Insurance company Swiss Re is planning to cut costs of $250m to $300m by 2015 and reduce debt levels by over $4bn by 2016, to redirect its resources to high growth insurance and reinsurance markets and enhance return on equity.
The company intends to redeploy the saved costs in areas that offer attractive financial returns.
As part of its efforts to rebalance its assets by reducing leverage, a subsidiary of the company has made a tender offer to repurchase three tranches of its senior debt.
Swiss Re plans to shift to corporate debt while cutting down on government bonds.
George Quinn, chief financial officer of Swiss Re Group said: "A strong capital position allows us to continue our policy of deploying Group capital to take advantage of profitable business growth opportunities after having delivered on our first priority, which is paying an attractive, growing regular dividend to our investors. We have also used our capital strength to rebalance our asset allocation."
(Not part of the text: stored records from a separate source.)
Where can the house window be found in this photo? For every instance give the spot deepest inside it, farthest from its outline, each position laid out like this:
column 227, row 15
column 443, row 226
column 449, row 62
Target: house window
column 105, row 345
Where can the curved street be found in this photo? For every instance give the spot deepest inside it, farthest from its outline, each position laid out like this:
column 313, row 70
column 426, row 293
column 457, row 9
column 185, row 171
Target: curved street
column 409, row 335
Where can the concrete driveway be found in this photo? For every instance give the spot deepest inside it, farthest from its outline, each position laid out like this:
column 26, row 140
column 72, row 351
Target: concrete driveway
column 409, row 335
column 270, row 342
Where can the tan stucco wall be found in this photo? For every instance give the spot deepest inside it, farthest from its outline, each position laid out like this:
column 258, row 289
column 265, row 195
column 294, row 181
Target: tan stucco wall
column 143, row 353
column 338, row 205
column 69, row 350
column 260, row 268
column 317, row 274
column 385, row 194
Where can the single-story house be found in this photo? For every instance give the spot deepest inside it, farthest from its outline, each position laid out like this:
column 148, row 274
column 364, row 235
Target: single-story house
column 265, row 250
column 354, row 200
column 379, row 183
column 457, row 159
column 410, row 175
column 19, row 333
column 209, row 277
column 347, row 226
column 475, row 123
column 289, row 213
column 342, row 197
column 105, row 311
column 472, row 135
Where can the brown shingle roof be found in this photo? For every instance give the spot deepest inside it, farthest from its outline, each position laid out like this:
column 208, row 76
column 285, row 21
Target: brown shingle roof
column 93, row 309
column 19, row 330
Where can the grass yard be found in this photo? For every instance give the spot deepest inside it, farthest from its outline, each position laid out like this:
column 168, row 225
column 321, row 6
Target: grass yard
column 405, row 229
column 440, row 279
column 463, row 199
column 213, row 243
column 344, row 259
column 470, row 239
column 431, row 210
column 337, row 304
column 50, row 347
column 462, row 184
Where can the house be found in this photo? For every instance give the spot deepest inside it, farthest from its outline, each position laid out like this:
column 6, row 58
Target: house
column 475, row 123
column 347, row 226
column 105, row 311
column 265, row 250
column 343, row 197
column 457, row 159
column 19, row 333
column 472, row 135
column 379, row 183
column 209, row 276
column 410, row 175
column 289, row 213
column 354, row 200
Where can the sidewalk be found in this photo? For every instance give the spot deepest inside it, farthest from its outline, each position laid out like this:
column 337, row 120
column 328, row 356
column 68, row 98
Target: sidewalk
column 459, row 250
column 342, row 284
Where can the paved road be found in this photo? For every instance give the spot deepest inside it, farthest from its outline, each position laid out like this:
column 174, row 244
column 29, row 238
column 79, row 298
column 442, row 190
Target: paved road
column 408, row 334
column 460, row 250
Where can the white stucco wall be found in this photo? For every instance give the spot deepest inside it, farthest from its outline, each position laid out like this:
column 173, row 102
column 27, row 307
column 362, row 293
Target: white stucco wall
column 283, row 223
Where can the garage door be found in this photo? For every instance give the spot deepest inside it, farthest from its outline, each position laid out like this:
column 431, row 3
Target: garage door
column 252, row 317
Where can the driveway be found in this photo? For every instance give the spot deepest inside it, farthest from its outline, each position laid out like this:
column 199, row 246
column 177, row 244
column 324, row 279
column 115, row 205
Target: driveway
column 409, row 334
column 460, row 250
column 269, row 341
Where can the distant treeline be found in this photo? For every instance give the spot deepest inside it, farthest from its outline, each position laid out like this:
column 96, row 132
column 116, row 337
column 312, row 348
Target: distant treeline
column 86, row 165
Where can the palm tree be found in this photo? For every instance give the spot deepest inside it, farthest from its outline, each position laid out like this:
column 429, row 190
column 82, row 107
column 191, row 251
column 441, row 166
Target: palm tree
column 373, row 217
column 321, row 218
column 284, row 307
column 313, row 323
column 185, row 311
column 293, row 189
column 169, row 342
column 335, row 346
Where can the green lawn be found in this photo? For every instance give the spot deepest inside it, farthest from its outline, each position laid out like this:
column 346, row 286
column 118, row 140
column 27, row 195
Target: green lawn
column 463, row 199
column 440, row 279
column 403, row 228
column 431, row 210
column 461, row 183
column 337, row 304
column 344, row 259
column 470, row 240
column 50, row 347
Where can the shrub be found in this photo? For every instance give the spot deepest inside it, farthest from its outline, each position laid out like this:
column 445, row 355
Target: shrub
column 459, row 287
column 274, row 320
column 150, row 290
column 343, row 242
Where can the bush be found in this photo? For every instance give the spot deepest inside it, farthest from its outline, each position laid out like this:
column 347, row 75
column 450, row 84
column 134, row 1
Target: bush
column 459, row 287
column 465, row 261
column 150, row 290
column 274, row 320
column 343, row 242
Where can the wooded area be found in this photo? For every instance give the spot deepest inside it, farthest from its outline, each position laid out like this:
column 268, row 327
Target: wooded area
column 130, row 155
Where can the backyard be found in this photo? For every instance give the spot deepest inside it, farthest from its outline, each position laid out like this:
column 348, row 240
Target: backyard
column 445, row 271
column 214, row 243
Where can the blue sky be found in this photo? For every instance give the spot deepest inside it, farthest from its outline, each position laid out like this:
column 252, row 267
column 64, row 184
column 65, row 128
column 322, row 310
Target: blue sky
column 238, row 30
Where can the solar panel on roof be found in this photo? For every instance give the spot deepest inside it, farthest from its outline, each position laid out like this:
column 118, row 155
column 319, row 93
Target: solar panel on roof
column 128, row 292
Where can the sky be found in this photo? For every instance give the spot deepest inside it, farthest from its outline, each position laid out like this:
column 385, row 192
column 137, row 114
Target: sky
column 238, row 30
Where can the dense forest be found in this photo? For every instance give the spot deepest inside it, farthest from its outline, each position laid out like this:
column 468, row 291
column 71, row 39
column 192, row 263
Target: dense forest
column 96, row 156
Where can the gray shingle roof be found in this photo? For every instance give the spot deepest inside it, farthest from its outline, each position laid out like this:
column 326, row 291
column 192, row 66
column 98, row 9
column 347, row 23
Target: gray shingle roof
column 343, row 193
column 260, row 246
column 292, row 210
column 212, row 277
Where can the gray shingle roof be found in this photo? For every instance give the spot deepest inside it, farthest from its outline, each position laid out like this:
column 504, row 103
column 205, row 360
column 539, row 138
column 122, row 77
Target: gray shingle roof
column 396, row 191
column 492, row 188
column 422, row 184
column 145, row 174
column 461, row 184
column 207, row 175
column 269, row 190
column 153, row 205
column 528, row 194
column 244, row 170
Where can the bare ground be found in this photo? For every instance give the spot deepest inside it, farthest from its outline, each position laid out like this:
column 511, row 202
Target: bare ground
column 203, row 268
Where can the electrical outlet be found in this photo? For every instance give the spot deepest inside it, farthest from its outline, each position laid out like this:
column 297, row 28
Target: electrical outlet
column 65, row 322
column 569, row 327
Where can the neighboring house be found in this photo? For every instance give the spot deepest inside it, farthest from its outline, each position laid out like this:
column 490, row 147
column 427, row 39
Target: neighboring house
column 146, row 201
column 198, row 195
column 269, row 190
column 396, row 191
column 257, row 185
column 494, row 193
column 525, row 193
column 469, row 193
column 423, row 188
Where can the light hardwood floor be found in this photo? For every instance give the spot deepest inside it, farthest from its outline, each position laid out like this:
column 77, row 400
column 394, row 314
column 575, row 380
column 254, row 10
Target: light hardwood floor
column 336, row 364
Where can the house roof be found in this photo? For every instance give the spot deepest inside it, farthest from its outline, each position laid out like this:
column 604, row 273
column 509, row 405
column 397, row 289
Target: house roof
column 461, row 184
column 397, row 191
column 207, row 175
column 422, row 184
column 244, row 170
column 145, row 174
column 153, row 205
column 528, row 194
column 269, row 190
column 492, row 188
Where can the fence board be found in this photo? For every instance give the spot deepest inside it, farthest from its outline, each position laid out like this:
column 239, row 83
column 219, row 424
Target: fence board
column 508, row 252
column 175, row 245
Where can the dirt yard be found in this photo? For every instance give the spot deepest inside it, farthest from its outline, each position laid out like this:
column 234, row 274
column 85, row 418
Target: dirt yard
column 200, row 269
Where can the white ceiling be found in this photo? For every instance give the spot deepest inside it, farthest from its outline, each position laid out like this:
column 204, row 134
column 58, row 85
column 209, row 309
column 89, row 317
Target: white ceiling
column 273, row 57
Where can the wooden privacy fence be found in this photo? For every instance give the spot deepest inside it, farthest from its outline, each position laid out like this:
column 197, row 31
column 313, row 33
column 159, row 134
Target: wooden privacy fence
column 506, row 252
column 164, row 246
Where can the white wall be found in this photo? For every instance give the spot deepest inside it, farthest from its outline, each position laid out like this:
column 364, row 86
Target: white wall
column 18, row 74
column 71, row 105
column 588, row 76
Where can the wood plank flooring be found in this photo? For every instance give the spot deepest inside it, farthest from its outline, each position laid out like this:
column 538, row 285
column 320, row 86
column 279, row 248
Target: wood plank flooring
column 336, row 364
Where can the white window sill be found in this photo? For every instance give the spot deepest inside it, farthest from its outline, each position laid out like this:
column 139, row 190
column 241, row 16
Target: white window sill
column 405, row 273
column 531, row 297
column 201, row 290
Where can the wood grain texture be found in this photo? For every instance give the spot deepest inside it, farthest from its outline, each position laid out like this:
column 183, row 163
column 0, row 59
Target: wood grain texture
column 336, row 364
The insurer has also said that it will establish a new organisational set up for its Life & Health (L&H) Reinsurance business, which is targeted to generate ROEs of 10 to 12 per cent by 2015.
The near-term management actions are expected to reduce earnings of L&H Reinsurance by approximately $500m before tax in 2014.
Michel M Liès, group CEO of Swiss Re, said: “In February this year, I highlighted the need to address issues in our L&H Reinsurance business. Today we are outlining the management actions that we believe will strengthen the performance of this important segment of our business.
“Our financial performance going forward will also benefit from the capital management measures we are outlining today and continued rebalancing of our asset allocation.”